La posibilidad de ser o de no ser es el carácter formal del mundo, cuando la consciencia se proyecta sobre él en actitud interrogativa. Es posible, en efecto, que el objeto con relación al cual el hombre se cuestiona si es, y es así y no de otro modo, conteste al interrogante con una afirmación. Pero también es posible –y de otra forma la interrogación no tendría sentido– que el objeto cuestionado aparezca como no siendo, o al menos no siendo justamente así.

Así pues, el mundo en cuanto afectado por la actitud interrogativa, adquiere un carácter neutro, oscilante entre el ser y el no ser. No se trata por supuesto de una indiferencia con relación a su ser, al modo como la vive el escepticismo, sino justamente de todo lo contrario. Los escépticos adoptan frente al mundo una actitud que no quiere saber nada de las cosas, convertidas por eso mismo en puro espectáculo

La interrogación por el contrario es una actitud que quiere saber si las cosas son, y quiere saber también lo que en cada caso son. Por eso el mundo de quien interroga no es un objeto de contemplación, sino una presunción y una posibilidad de ser, permanentemente amenazada por la aparición del no ser. Esa actitud interrogante, colocada ante un mundo en tensión entre el ser y el no ser, es la condición de posibilidad de todos los enunciados negativos, y correlativamente la posible aparición del no ser es lo que justifica y da sentido a la interrogación.
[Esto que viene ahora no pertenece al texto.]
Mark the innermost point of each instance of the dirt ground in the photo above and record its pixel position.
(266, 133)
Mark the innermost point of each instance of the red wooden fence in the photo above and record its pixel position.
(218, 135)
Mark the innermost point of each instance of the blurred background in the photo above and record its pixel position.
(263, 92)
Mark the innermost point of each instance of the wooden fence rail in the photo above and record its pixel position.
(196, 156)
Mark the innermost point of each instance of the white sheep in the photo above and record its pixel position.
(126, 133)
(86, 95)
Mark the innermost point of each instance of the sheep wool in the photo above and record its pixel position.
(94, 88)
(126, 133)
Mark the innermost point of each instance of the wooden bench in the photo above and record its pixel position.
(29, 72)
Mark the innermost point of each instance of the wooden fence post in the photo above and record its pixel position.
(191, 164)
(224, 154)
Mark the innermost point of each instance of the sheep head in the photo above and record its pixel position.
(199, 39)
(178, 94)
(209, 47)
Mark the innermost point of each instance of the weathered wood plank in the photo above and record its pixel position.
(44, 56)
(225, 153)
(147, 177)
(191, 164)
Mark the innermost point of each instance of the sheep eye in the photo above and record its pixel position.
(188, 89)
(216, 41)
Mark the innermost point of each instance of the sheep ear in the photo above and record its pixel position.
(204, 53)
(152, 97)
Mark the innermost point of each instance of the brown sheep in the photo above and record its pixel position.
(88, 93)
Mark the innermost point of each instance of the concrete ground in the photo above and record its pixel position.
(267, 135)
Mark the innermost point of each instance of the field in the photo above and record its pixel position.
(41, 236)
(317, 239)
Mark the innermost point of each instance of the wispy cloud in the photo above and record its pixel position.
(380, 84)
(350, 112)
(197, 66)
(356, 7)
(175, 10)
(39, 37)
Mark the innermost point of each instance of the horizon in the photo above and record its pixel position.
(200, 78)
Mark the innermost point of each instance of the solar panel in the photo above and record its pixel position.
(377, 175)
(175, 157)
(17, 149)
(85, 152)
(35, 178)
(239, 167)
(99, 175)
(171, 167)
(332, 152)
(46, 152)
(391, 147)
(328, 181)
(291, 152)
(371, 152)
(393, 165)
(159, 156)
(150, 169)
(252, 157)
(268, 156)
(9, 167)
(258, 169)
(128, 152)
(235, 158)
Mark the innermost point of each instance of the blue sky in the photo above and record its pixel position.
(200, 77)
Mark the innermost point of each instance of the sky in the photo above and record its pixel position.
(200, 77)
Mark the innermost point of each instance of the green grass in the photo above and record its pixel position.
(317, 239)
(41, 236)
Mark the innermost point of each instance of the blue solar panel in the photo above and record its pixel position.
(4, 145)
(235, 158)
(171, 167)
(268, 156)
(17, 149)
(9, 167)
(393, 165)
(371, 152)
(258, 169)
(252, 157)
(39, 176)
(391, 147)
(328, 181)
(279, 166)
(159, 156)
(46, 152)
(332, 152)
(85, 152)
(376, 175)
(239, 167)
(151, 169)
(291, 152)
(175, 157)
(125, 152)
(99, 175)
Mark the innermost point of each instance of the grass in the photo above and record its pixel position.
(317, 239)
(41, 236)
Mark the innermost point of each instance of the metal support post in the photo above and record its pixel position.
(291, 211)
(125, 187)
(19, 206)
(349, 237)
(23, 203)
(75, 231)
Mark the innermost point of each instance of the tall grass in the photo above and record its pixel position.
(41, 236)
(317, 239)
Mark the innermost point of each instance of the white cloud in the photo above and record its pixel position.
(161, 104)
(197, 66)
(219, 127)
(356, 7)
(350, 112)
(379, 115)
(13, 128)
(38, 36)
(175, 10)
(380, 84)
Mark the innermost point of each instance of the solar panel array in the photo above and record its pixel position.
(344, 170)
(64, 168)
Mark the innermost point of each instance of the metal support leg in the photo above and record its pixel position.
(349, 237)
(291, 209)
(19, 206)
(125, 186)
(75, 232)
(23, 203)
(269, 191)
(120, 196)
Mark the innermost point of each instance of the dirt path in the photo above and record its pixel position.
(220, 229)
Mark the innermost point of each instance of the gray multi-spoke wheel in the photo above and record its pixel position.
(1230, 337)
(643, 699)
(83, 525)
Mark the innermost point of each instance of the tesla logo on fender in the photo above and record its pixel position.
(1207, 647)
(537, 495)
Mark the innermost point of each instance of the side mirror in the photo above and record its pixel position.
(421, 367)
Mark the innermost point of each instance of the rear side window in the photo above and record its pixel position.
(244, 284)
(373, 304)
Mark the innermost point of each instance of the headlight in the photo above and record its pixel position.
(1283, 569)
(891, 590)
Es del todo inútil buscar el principio de posibilidad del no ser en el universo de las cosas. Todo allí es positivo y todo está determinado por una rigurosa seriación causal, en virtud de la cual de causas existentes y plenamente positivas, surgen efectos igualmente positivos y existentes. El universo no humano no admite huecos de no ser, y puesta la atención en él, sólo puede comprobar su positividad total. Las ciencias justamente llamadas positivas se limitan a describir desde leyes generales cada una de las zonas de esa realidad.

Hay que buscar en otro lado el principio de la negación y consecuentemente la posibilidad de la interrogación. Ese principio únicamente puede ser el hombre en cuanto sujeto cuestionante. Es la actitud interrogante la que afecta al mundo intencionalmente alcanzado por ella, del carácter de posible negatividad. Por eso la interpretación del sentido de esta actitud sólo será completo cuando reflexione sobre la estructura del sujeto consciente en cuanto primer lugar de la interrogación.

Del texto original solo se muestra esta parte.